Ultimately, in 2012 the Supreme Administrative Court rejected her argument that the absence of
legal regulation on medical assistance during home birth breached her right to privacy. On the contrary, domestic law guaranteed her the right to choose the most suitable medical institution and to state her wishes regarding privacy and, in any case, the right to privacy could not be given higher value than the health of mother and child.

THE DECISION OF THE COURT

The Court found that the applicants had been put in a situation that had had a serious impact on
their freedom of choice: they had been required either to give birth in a hospital or, if they wished to
give birth at home, to do so without the assistance of a healthcare professional. The Court
considered that that had amounted to an interference with the applicants’ right to respect for their
private life.

That interference had, however, been in accordance with the law. The domestic law had not only
been accessible but it had also been explicitly and clearly regulated, enabling the applicants to
foresee that professionally assisted home births were not permitted. The ban had also been
confirmed through the letters from the hospitals that the applicants had received while some of
them were still pregnant.

Furthermore, it found that Lithuania had struck a fair balance between the applicants’ rights and the
State’s legitimate interest in protecting the health and safety of the mother and child during and
after delivery.

In particular, steps had been taken in Lithuania since the 1990s to ensure home-like conditions for
women giving birth in maternity wards. In Vilnius alone, where all four applicants lived, there were
three such hospitals. Ms Valainienė had in fact been invited to visit one of those hospitals but, as
pointed out by the Supreme Administrative Court, she had failed to make contact.

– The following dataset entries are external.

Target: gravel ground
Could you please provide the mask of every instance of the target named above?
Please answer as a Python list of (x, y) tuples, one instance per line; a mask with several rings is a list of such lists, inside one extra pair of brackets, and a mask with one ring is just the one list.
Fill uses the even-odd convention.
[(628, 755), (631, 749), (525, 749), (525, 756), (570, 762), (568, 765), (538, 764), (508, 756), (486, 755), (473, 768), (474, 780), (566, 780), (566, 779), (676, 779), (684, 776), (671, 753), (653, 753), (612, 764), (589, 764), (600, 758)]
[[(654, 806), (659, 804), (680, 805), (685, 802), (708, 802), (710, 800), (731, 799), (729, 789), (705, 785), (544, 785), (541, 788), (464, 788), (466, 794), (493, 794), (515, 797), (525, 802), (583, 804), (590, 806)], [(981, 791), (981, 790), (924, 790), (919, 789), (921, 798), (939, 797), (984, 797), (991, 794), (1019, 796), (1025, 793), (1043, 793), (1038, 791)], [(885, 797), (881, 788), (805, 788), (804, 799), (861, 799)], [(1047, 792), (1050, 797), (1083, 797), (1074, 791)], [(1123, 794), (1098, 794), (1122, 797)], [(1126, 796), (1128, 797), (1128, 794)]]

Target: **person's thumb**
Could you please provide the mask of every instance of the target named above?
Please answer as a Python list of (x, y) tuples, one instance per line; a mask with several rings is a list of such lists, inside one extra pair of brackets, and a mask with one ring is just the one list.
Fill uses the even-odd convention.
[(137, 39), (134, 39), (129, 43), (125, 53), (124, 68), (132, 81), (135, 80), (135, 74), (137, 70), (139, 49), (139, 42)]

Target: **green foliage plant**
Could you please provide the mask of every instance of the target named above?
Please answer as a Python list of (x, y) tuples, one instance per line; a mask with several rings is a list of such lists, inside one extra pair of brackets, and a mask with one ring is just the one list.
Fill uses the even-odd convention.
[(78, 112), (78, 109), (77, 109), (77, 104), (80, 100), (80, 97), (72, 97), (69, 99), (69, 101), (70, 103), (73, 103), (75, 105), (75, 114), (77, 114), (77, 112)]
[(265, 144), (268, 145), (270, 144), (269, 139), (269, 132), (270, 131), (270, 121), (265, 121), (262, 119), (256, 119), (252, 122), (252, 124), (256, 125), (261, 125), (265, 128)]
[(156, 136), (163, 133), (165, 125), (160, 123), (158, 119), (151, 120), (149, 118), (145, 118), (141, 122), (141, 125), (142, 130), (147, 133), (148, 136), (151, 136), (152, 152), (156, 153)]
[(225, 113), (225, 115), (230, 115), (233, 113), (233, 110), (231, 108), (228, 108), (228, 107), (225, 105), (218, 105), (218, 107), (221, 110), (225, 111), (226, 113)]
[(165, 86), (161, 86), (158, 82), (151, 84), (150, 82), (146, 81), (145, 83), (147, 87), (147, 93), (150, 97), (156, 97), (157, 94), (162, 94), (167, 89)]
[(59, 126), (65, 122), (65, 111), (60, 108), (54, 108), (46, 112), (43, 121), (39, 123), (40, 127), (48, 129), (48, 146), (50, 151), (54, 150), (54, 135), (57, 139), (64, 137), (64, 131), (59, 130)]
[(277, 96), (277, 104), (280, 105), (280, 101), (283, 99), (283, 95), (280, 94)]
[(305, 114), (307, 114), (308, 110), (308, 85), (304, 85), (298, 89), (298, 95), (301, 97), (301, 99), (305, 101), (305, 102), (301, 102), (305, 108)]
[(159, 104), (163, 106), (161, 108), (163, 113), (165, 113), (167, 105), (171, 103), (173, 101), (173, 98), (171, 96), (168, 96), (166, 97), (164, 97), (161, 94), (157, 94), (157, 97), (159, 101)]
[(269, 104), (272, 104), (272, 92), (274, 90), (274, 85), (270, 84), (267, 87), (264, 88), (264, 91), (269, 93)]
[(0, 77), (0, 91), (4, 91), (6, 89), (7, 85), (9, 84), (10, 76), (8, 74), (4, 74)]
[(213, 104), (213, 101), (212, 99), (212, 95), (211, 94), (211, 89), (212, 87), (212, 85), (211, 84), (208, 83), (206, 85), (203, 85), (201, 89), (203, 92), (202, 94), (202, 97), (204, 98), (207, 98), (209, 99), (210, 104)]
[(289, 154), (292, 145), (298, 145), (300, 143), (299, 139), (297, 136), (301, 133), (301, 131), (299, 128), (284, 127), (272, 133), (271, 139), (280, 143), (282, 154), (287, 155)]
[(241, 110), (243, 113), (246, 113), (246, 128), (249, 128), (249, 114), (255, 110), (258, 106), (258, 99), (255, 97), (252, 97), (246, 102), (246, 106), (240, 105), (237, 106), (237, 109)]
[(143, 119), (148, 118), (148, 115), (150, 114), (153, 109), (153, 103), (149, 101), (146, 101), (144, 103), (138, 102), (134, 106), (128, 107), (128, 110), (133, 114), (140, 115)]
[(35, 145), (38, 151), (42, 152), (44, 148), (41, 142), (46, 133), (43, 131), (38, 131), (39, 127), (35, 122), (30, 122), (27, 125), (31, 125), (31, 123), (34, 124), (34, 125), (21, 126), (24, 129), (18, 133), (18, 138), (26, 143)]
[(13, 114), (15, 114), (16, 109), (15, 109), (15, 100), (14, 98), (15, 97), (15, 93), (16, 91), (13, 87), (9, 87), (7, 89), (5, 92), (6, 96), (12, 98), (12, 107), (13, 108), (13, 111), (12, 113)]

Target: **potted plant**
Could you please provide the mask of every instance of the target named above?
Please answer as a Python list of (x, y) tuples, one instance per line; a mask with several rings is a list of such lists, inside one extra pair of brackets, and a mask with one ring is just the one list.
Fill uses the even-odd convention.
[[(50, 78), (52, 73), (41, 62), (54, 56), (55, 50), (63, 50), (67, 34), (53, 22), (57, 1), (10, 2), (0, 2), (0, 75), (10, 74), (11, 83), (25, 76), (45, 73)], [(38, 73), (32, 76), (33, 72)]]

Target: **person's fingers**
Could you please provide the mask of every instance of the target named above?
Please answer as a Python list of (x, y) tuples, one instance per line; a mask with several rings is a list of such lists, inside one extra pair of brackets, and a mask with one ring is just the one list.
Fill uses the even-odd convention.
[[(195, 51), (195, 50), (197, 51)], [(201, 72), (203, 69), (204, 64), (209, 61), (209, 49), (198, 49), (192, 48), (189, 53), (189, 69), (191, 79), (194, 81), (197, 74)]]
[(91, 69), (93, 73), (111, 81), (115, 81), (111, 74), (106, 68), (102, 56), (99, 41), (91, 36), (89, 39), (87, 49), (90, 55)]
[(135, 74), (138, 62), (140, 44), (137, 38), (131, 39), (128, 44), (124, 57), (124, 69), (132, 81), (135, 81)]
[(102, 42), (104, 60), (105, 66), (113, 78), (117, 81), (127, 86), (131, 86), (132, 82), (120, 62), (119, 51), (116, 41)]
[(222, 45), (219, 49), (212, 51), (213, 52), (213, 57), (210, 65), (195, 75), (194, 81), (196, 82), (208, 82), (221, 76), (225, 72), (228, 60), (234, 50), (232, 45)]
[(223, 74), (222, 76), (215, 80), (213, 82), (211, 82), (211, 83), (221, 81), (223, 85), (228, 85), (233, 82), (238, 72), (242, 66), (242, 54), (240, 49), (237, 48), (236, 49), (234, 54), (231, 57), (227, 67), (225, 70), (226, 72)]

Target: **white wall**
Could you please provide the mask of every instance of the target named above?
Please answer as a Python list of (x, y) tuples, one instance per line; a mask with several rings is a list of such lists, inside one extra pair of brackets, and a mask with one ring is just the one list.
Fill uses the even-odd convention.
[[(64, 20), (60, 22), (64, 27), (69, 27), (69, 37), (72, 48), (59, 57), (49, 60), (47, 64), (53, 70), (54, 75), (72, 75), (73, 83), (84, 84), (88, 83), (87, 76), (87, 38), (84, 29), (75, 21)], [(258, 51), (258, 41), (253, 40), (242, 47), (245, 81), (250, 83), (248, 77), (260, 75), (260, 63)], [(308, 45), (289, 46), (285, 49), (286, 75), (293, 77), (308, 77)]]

Additionally, postnatal care had been available if complications had arisen during or after delivery.
Lastly, while medical professionals would have faced legal repercussions for assisting in home births,
mothers could not be punished for giving birth at home.

The Court reiterated, moreover, that Lithuania was not required under the Convention to allow
planned home births. There was still a great disparity between the legal systems of the Contracting
States on home births and the Court was sensitive to the fact that the law developed gradually in
this area.

Although the law had indeed recently changed on home births, that could have no bearing on the
applicants’ situation which had taken place before the change.

In those circumstances, the interference with the applicants’ right to respect for their private life had
not been disproportionate and the Court concluded that there had been no violation of Article 8 of
the Convention.

Separate opinion

Judge Laffranque expressed a concurring opinion. This opinion is annexed to the judgment(echrcaselaw.com).